American commanders say that while they would prefer to field Afghan Army and police forces, they are simply not available.

We don’t have enough police,” said Maj. Gen. Michael S. Tucker, the deputy commander of American forces in the country. “We don’t have time to get the police ready.”

The Americans are hoping to apply to Afghanistan the somewhat successful "Awakening Movement" they used in Iraq. There are several differences. In Iraq the Americans armed and paid the existing Sunni insurgency to fight foreign Sunni al-Qaeda terrorists. What they're seeking to do in Afghanistan is to set Pashtun against Pashtun, tribesman against fellow tribesman.

Other Afghan ethnic groups fear the Americans may unwittingly be launching the next civil war:

"...the plan is causing deep unease among many Afghans, who fear that Pashtun-dominated militias could get out of control, terrorize local populations and turn against the government. The Afghan government, aided by the Americans, has carried out several ambitious campaigns since 2001 to disarm militants and gather up their guns. A proposal to field local militias was defeated in the Afghan Senate in the fall.

“There will be fighting between Pashtuns and non-Pashtuns,” said Salih Mohammad Registani, a member of the Afghan Parliament and an ethnic Tajik. Mr. Registani raised the specter of the Arbaki, a Pashtun-dominated militia turned loose on other Afghans early in the 20th century.

“A civil war will start very soon,” he said."

In a nation beset by a spreading insurgency and riven with ethnic tension and suspicions, arming Pashtun militias is bound to destabilize the Tajik, Hazara and Uzbek minorities. Afghanistan's non-Pashtun warlords have been sitting on the fence the past few years, watching and waiting to decide who to back, the government or the insurgency. It's more than possible that this move could push them closer to the insurgent side. Karzai has already lost the trust and support of a large proportion of Afghans. In a nation literally built on duplicity and betrayal, it's hard to imagine something like this not backfiring.

A recent article in The New Yorker focused on an Afghan police unit working with Canadian forces in Kandahar. The police unit was comprised entirely of Hazara. Canadian liaison officers praised the Hazara for their effectiveness, complaining that previous experience of Pashtun police and Pashtun army forces showed them often unwilling to fight the Taliban.

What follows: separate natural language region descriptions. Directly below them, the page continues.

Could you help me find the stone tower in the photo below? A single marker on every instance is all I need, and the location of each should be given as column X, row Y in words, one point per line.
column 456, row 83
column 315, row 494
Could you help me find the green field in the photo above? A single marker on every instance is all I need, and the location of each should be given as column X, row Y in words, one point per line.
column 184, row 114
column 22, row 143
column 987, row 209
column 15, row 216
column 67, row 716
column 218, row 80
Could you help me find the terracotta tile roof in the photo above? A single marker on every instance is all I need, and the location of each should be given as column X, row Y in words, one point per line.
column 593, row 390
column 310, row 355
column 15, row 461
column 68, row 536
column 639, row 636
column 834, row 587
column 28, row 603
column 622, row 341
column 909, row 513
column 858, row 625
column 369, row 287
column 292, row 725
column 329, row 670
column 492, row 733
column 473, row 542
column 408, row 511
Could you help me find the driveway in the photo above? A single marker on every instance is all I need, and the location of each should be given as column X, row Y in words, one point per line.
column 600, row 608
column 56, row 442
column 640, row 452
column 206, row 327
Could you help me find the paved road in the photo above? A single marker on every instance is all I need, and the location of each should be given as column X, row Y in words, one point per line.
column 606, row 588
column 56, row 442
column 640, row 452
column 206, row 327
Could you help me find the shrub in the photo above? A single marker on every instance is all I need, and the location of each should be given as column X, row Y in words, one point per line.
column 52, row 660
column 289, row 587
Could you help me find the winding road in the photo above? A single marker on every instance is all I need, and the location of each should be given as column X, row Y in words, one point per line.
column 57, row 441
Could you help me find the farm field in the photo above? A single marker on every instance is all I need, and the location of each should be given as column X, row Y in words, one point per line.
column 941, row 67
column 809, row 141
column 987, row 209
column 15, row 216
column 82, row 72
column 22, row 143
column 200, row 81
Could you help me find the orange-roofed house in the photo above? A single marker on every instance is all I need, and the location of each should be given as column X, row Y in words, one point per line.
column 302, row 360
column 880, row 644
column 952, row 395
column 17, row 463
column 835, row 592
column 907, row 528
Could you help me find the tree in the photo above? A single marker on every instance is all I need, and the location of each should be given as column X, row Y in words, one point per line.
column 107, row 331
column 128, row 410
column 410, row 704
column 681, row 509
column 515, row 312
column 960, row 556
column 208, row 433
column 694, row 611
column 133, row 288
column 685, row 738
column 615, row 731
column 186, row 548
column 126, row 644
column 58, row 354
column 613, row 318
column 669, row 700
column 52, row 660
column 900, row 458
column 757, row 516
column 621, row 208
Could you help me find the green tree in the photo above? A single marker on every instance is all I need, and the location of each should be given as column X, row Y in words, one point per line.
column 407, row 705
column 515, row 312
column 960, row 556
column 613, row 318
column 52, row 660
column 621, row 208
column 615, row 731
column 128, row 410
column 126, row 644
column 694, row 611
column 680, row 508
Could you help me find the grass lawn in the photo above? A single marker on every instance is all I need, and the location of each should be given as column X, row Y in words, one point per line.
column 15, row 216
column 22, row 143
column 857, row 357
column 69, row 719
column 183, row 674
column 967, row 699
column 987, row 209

Pashtun fighting Pashtun does not seem to be a very popular pastime in southern Afghanistan. Canada, having learned a great deal about the Pashtun from operating in Kandahar, opposes the American initiative. President Hamid Karzai, whose options are steadily shrinking and whose future is looking a tad dim, has signed off on the move despite the opposition of his legislature.

Another interesting aspect of this is that as recently as a couple of days ago the United States was flatly denying any intention to actually arm the militias. Curious how abruptly that changed.